Like a strong trusting relationship, this Recharge Pause builds trust in your body through time and experience. Shift your mindset from thinking that success with a balance exercise is to stay in perfect balance, to being aware of how your body is keeping you safe. The swaying and putting a foot down or holding the chair are no longer failures, they are successes because your body just took care of you. Over time, this rebuilds trust in your whole person’s innate, continuous striving to keep you well.
Bottom Line: Your body and mind work best together.
When you shift from thinking that you have to exercise because you are a problem to be fixed, and embrace the idea that movement is a celebration of how your whole person works together to keep you safe and well, you not only have a better chance of survival, you are free to thrive, in this and every moment. Start with rebuilding the trust between your brain, body and heart. Practice trust training and enjoy the results of having a more friendly and stronger relationship between your brain and body.

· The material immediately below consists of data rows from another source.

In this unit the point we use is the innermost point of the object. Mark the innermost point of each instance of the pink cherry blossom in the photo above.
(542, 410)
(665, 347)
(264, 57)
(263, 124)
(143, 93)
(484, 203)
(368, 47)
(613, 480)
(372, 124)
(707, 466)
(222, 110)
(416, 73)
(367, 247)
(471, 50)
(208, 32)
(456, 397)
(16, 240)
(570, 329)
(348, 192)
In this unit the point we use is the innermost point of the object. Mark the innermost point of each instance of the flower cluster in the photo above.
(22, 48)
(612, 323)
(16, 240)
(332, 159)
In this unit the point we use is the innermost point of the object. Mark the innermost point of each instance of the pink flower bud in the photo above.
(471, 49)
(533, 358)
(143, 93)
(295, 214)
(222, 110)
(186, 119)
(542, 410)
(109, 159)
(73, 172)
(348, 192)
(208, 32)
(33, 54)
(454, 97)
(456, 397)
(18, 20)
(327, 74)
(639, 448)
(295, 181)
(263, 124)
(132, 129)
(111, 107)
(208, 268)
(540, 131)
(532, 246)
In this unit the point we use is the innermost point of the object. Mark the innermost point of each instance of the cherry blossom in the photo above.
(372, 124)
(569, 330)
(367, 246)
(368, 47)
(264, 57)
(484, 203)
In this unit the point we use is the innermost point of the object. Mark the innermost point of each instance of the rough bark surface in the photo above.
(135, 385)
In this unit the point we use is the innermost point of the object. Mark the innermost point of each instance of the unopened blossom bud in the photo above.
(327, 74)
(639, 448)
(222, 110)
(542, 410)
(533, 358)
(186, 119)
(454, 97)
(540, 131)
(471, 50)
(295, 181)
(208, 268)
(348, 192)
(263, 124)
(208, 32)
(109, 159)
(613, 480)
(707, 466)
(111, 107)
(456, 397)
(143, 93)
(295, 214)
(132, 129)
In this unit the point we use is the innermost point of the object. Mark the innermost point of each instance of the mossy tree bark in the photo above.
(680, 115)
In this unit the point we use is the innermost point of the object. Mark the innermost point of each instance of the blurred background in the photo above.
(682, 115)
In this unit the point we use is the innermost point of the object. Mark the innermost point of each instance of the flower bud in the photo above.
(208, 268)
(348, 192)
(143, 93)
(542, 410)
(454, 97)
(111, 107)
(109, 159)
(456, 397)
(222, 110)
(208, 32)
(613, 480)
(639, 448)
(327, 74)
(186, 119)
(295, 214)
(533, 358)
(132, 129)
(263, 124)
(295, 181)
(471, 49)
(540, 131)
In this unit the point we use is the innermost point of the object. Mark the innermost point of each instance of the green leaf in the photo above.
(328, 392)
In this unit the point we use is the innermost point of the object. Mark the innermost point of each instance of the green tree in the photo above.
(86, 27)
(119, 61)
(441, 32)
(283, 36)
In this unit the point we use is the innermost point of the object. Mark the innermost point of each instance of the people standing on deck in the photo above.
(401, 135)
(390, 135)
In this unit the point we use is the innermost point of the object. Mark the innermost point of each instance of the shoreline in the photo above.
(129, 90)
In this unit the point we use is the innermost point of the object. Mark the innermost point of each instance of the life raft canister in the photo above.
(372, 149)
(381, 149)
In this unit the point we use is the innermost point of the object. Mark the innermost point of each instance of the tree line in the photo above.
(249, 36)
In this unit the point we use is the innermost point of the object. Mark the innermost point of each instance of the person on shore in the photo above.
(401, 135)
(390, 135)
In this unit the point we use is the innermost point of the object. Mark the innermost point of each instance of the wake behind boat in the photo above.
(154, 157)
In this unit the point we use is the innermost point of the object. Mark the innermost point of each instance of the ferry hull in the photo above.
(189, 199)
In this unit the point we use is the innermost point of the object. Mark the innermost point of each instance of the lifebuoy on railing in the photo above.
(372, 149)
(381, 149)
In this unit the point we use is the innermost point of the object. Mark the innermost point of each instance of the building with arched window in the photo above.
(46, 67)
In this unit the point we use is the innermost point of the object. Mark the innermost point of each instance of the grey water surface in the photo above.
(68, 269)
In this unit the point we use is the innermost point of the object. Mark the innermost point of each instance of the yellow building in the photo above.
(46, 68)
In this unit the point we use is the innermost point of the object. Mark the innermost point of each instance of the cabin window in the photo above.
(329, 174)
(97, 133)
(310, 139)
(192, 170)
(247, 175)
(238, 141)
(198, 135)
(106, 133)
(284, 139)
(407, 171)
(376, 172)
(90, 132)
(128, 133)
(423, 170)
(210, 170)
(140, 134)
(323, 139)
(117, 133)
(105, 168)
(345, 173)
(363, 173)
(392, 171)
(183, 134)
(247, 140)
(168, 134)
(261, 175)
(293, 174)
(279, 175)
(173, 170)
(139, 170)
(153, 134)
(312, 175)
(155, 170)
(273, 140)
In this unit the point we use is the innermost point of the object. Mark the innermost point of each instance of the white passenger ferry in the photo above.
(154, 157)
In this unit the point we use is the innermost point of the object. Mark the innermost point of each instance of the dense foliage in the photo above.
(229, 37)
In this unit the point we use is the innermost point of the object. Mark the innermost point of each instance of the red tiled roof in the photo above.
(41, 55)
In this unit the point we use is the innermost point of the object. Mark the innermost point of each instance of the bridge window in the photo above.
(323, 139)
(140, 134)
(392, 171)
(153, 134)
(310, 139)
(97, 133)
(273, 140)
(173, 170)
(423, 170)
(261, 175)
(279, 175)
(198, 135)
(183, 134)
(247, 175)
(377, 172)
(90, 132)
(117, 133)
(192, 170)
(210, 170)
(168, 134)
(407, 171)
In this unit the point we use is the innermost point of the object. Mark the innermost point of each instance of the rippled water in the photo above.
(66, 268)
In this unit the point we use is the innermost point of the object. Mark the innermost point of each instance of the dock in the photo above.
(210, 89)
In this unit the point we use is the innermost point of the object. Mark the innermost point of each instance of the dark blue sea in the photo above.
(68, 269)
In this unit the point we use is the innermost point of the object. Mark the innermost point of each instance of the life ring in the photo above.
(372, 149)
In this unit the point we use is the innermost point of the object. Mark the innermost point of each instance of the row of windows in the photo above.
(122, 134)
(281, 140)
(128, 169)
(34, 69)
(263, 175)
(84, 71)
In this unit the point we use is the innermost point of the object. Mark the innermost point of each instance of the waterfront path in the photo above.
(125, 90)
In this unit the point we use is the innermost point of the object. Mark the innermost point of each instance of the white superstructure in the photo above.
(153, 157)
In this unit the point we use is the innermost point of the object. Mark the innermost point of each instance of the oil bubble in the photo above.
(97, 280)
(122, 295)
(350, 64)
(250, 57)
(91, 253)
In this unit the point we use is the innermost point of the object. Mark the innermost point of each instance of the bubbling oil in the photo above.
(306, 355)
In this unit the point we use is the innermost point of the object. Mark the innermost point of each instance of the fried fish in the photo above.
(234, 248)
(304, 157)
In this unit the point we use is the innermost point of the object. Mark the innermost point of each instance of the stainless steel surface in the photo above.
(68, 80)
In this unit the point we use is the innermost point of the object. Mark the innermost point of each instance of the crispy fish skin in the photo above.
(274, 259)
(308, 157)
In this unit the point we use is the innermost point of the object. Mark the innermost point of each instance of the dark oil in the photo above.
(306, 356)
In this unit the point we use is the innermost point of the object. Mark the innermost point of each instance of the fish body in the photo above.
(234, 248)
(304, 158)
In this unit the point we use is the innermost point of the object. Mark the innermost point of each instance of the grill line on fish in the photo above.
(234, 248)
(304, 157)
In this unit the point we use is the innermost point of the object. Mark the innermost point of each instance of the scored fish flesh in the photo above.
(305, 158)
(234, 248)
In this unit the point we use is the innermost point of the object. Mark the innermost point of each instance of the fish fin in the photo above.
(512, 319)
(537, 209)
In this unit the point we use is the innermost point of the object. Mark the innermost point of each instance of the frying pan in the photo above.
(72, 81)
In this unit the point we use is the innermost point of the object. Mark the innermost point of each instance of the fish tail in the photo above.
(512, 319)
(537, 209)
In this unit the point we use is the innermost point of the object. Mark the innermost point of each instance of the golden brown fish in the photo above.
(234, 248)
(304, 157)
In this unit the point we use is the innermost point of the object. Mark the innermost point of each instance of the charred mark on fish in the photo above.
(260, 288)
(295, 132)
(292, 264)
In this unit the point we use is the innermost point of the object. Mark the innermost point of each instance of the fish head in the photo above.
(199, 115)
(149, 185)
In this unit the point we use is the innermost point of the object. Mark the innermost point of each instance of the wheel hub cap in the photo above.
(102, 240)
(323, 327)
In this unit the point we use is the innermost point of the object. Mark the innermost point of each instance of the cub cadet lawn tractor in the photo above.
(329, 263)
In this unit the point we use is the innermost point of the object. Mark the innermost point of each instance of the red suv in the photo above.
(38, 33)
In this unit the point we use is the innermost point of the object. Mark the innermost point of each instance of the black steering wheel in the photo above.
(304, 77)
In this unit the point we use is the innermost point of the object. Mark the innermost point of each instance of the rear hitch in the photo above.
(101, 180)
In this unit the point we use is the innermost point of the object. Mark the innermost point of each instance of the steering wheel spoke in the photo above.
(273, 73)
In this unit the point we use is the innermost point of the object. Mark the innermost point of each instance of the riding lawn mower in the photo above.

Enjoy Exercising and Be WELL,
- Ryan, R. M., & Deci, E. L. (2000). Self-determination theory and the facilitation of intrinsic motivation, social development, and well-being. American Psychologist, 55(1), 68–78.
- Xenaki N, Bacopoulou F, Kokkinos A, Nicolaides NC, Chrousos GP, Darviri C. Impact of a stress management program on weight loss, mental health and lifestyle in adults with obesity: a randomized controlled trial. J Mol Biochem. 2018;7(2):78–84.
- Crum A.J., Langer E.J. Mind-set matters: exercise and the placebo effect. Psychol. Sci. 2007;18:165–171.
- Colloca L. Preface: The Fascinating Mechanisms and Implications of the Placebo Effect. Int Rev Neurobiol. 2018;138:xv–xx. doi:10.1016/S0074-7742(18)30027-8
- Zahrt, O. H., & Crum, A. J. (2017). Perceived physical activity and mortality: Evidence from three nationally representative U.S. samples. Health Psychology, 36(11), 1017–1025.